No mesmo período do ano passado, 423,37 ppm foram emitidos. Os números não param de crescer. "Então, essas mudanças geradas por ações antrópicas [do homem] têm sido chamadas, convencionalmente, de mudanças climáticas", detalha Vanda.
O que é adaptação e mitigação?
Como os efeitos das mudanças climáticas já impactam a vida da população cearense, brasileira e mundial, dois conceitos se tornaram relevantes: adaptação e mitigação.
Segundo Daniel Rodrigues, professor do Departamento de Geologia da UFC, o primeiro termo, adaptação, se refere às estratégias para se ajustar aos efeitos das mudanças climáticas. Isso inclui, por exemplo, a construção de infraestruturas resistentes a eventos extremos, o desenvolvimento de sistemas de alerta precoce, a modificação de práticas agrícolas para lidar com secas ou inundações etc.

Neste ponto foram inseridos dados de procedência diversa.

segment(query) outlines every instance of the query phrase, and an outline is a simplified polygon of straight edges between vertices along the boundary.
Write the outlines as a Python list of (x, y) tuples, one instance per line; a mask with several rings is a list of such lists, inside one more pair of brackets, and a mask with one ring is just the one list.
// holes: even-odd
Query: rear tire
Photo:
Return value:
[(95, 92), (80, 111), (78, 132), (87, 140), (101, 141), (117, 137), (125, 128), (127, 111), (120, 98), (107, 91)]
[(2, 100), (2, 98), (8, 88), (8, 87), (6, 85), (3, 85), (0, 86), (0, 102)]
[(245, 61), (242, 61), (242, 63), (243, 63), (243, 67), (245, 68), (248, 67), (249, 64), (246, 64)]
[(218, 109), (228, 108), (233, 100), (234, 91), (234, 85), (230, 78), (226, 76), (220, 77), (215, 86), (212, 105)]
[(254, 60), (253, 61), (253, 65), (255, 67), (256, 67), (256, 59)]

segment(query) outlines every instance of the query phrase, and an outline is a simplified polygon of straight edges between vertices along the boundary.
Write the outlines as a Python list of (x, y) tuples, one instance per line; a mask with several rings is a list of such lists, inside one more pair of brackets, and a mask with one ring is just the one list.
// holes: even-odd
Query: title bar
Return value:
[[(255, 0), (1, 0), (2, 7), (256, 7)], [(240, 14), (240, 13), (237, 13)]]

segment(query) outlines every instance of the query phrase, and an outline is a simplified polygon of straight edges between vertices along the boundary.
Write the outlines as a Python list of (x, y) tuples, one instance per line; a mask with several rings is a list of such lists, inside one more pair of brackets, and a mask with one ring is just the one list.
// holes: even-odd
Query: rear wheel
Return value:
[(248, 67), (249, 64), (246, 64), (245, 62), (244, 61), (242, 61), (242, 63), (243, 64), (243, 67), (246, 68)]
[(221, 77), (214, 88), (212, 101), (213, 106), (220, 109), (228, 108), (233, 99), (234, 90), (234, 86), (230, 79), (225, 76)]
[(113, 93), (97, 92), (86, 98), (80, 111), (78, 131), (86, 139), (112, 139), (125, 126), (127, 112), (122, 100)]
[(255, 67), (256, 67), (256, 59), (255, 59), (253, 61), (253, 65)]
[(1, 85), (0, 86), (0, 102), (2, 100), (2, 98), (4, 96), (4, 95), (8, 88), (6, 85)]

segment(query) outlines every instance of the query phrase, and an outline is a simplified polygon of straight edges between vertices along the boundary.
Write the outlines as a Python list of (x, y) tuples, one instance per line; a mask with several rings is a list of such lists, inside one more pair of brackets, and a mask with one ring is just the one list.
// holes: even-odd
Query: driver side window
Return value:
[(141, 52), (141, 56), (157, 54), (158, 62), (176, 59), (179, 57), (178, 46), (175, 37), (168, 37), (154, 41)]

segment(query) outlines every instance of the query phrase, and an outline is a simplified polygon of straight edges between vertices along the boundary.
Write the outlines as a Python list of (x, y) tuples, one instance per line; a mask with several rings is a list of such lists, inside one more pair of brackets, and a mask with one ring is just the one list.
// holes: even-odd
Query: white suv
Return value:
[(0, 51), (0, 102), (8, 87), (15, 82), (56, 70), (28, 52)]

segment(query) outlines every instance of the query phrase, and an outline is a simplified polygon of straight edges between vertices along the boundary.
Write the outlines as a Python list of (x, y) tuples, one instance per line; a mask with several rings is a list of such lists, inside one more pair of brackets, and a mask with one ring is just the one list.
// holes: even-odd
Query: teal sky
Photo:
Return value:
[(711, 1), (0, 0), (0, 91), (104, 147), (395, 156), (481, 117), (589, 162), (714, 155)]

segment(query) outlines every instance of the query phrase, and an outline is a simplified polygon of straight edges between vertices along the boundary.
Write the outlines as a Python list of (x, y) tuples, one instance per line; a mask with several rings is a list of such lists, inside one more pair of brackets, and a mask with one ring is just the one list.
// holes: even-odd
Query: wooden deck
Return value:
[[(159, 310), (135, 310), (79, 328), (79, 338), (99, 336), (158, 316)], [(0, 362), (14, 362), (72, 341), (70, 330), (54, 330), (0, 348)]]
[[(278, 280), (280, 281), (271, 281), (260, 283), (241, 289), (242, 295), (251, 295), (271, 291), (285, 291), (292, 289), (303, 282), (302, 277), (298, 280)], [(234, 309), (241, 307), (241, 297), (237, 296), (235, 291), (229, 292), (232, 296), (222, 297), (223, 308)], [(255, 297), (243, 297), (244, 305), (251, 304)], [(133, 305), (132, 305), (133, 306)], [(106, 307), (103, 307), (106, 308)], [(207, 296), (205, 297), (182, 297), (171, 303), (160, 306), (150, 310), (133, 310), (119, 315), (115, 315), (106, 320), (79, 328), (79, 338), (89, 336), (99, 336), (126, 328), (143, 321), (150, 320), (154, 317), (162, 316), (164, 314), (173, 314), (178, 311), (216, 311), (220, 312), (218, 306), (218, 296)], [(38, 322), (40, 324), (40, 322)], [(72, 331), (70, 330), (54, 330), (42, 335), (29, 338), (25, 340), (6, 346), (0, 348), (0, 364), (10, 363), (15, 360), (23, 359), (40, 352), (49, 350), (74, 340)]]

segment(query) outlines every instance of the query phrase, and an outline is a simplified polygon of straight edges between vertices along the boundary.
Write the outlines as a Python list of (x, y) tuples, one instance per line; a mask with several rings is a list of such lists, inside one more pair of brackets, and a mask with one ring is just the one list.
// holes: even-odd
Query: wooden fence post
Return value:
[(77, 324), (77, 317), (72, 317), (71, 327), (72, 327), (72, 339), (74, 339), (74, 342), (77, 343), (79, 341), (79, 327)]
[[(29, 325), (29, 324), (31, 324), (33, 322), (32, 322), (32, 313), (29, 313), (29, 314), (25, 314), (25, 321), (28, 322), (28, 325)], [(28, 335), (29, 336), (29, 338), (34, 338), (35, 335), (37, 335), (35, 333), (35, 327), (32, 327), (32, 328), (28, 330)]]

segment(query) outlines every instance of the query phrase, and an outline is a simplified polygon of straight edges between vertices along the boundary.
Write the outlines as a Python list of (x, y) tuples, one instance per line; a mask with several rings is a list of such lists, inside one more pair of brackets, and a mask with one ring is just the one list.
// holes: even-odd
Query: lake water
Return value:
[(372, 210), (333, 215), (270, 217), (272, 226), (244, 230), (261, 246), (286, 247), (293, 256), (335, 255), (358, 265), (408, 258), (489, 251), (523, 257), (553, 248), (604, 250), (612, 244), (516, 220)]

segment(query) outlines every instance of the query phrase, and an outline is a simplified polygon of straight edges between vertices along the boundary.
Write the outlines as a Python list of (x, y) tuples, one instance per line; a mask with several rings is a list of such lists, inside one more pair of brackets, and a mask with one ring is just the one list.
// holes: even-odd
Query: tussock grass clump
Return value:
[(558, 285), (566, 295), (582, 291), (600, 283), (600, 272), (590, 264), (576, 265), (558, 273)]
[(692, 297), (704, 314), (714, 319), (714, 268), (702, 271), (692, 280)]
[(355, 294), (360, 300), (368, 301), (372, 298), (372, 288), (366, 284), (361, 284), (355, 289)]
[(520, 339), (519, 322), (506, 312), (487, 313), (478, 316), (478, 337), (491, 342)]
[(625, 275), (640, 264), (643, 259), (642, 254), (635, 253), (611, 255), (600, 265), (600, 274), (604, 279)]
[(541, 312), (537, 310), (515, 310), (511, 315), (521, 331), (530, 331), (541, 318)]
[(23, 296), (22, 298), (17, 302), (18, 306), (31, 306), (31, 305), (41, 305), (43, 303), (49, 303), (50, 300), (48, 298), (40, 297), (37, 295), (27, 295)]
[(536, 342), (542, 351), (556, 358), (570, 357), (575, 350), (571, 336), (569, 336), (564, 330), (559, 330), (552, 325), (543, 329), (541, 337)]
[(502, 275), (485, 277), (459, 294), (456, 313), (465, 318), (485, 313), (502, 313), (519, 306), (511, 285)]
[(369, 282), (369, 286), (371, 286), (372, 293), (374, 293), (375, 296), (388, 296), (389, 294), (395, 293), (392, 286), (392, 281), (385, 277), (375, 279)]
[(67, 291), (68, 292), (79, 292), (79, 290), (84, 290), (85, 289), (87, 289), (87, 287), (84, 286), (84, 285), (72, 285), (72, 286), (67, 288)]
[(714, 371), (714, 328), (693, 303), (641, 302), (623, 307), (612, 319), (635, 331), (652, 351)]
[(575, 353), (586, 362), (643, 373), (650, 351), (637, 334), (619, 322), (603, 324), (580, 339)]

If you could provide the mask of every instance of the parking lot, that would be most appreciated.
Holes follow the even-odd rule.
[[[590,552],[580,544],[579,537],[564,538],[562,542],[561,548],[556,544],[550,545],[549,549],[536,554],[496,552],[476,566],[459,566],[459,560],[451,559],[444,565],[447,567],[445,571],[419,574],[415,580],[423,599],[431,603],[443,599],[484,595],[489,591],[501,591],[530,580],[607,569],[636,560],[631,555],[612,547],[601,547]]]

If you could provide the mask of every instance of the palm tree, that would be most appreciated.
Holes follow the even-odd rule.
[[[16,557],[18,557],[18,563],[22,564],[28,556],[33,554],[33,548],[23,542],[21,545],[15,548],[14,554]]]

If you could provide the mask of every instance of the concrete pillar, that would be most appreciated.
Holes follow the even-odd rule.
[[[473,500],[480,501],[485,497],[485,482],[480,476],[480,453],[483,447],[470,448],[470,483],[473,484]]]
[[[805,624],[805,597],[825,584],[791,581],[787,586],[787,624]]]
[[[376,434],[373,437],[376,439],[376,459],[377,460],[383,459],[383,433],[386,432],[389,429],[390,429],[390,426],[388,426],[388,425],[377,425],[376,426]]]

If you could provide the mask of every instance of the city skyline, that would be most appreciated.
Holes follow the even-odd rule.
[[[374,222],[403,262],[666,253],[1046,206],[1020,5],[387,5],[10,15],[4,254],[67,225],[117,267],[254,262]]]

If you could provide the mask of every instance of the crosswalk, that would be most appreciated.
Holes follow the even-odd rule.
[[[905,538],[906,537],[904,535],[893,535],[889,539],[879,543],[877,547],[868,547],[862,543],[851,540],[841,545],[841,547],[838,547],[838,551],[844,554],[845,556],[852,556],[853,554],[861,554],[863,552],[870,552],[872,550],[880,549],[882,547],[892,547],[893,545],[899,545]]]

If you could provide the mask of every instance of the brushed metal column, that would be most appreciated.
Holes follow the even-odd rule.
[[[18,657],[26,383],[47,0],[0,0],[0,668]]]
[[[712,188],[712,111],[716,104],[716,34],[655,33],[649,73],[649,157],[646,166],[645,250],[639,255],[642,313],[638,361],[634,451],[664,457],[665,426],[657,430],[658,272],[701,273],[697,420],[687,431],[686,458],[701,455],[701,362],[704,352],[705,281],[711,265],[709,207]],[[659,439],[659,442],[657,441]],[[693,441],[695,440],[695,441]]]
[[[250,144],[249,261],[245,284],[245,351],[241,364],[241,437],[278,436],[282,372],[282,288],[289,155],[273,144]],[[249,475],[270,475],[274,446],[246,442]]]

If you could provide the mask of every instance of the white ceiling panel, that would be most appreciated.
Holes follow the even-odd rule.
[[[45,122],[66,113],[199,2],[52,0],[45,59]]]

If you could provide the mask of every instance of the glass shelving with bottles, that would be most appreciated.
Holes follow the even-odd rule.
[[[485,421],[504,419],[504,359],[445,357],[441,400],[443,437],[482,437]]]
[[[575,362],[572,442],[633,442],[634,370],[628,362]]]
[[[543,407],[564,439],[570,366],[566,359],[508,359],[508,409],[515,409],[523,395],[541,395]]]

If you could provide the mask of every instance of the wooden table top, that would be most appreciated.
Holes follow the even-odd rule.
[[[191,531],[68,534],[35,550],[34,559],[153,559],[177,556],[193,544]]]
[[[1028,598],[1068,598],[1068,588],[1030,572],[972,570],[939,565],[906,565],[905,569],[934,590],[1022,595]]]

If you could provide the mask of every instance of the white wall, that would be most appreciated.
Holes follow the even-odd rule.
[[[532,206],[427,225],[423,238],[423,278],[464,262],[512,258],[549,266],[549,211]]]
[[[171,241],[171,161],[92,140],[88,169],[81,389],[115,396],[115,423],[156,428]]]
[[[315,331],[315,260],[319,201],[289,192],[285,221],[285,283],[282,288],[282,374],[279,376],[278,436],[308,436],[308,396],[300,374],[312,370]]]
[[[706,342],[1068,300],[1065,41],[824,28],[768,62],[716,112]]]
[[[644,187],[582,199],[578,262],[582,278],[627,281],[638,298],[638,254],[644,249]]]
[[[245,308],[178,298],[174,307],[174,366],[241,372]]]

"A mitigação vem no sentido de desacelerar [os efeitos das mudanças climáticas] e eventualmente, no futuro, fazer com que ela recue, embora isso seja algo que, certamente, vai levar algum tempo para que a gente consiga fazer em escala global", explica.
Transição energética tem que acontecer, mas de forma responsável
Uma das opções para desacelerar os efeitos das mudanças climáticas, é diminuir a dependência do petróleo e outras energias que liberam poluentes. "É preciso fazer uma mudança de matriz energética para energias que não liberem gases que contribuem com o efeito estufa, como: energia eólica, solar, geotérmica etc", destaca Vanda.
A professora, no entanto, pontua que a transição tem que ser feita de forma responsável. "A gente observa que a forma como a transição está sendo feita não é muito cooperativa com as comunidades tradicionais: pescadores, marisqueiras, quilombolas, povos indígenas etc".
"Não adianta fazer uma transição se a população mais simples vai pagar o preço. Resolve o problema de um lado, mas cria um problema social do outro. A mudança de matriz energética tem que ser responsável e comprometida com os anseios sociais", adiciona.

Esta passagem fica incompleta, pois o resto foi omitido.